The return of proprioception and recontact with friends from the 60’s

Consider the means and the ends,

The time that goes by, and the trends

    To the folk we belong

    If you’re right or you’re wrong,

 Always make time for your friends

Synopsis:  I’m a family practitioner from Sioux City, Iowa.  While my one-year, 30-mile non-compete clause ticks out, I’m taking a sabbatical and having adventures.  My close college friend, Bob, is recovering from surgery in San Diego, following the explosion of a disc in the mid back.  He still faces some possibility of paraplegia.  I took a week to visit.


Last night I called Al.  Bob, Al, and I lived together off-campus with five others in 1970-71 and three others in 1971-72. 

By dint of hard work and innate talent, Al holds a position of prominence at the National Institutes of Health.  He took the news about Bob’s medical condition with shock, as did I.  Currently in the Washington, D.C. area, he has a business trip planned to San Diego in about a month.

This morning I checked out of my hotel early, drove through harrowing San Diego traffic, and stayed with Bob till 1:30. 

Before I left for the airport I saw the toes of his right foot move; as of yesterday his left leg is moving well.  I grasped his right second toe, moved it a couple of times and had him tell me whether the position was up or down.  He now has position sense (proprioception), at least in the right foot.  In a few more days he might be a candidate for rehab.

While we talked, our close friend from the 70’s, whom we knew as Toni but now goes by Talia, called.

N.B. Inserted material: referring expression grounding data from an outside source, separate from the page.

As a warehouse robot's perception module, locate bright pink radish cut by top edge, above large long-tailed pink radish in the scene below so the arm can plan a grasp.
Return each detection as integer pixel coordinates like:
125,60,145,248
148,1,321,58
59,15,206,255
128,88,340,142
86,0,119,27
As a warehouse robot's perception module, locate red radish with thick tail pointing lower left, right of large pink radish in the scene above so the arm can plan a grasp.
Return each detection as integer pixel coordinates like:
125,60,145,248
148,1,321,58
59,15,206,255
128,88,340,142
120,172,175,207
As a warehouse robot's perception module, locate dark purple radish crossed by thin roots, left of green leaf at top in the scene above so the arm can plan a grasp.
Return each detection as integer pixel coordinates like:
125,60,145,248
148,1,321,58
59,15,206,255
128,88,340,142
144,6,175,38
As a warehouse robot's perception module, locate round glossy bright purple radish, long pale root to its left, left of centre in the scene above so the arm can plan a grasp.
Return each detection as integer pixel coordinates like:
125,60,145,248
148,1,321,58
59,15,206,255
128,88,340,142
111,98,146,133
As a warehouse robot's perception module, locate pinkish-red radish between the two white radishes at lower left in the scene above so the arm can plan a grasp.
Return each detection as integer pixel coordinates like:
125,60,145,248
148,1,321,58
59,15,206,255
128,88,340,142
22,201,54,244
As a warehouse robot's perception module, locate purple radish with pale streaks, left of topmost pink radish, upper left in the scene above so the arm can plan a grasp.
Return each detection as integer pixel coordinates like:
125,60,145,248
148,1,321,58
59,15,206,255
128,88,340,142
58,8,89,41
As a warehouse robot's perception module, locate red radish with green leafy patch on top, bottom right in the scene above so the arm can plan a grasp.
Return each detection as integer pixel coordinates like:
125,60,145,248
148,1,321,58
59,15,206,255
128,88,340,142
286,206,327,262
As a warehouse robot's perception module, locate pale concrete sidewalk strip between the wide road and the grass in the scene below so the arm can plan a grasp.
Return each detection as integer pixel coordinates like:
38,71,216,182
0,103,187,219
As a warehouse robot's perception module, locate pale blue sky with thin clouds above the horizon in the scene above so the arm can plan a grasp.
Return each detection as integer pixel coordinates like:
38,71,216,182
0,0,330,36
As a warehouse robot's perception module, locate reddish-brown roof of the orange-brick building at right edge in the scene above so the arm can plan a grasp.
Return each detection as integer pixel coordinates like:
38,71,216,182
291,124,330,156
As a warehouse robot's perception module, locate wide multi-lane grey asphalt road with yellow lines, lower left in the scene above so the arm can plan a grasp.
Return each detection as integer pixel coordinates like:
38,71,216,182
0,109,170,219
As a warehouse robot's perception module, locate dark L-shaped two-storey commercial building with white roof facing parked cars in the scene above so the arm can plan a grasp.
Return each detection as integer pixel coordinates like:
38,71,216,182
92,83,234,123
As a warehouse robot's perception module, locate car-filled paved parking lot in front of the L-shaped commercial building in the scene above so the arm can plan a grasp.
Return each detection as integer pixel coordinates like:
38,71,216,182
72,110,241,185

She plays and teaches violin professionally now. 

She had a career on television in the ‘50’s and early ‘60’s, playing violin with Jack Benny (I realize that most people who recognize the name Jack Benny don’t read blogs; suffice it to say that Talia has been a very good musician for many years). 

Talia and I played music together during my New Haven days.  She benefited from the lessons and practice I didn’t get and would do.  Over the last forty years I’ve often quoted her observation, “There’s no substitute for doing your homework.”  Because she knew me as a saxophonist back then she could appreciate my observations about my current level of musicianship.

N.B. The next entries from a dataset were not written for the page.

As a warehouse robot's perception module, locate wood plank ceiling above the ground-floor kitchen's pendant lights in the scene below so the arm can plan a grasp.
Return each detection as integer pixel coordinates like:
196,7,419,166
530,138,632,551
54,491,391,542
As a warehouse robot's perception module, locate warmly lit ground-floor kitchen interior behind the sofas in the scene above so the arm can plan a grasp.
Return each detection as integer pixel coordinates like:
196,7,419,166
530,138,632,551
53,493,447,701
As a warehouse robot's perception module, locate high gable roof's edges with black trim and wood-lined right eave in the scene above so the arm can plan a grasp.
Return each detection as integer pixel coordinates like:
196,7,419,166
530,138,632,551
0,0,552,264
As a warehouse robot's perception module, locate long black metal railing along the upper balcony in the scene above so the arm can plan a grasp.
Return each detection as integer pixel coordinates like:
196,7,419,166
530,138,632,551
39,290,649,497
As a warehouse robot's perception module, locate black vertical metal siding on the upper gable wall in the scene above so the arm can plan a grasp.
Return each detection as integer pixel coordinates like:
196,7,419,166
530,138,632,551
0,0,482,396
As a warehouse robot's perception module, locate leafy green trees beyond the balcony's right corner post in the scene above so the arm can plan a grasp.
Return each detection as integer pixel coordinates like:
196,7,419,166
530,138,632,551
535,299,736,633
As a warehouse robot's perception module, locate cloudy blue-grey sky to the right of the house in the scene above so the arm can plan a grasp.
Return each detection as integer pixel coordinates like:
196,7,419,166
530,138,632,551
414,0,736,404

She can also remember that I couldn’t sing back then; most people who have known me for that long have suppressed the memory of my voice searching for the right note.

She plans to come to see Bob during his convalescence.

I filled her in on Bob’s recent medical problems and my recent career move.  We talked about what freedom means.  It doesn’t mean nothing left to lose, it means everything to live for.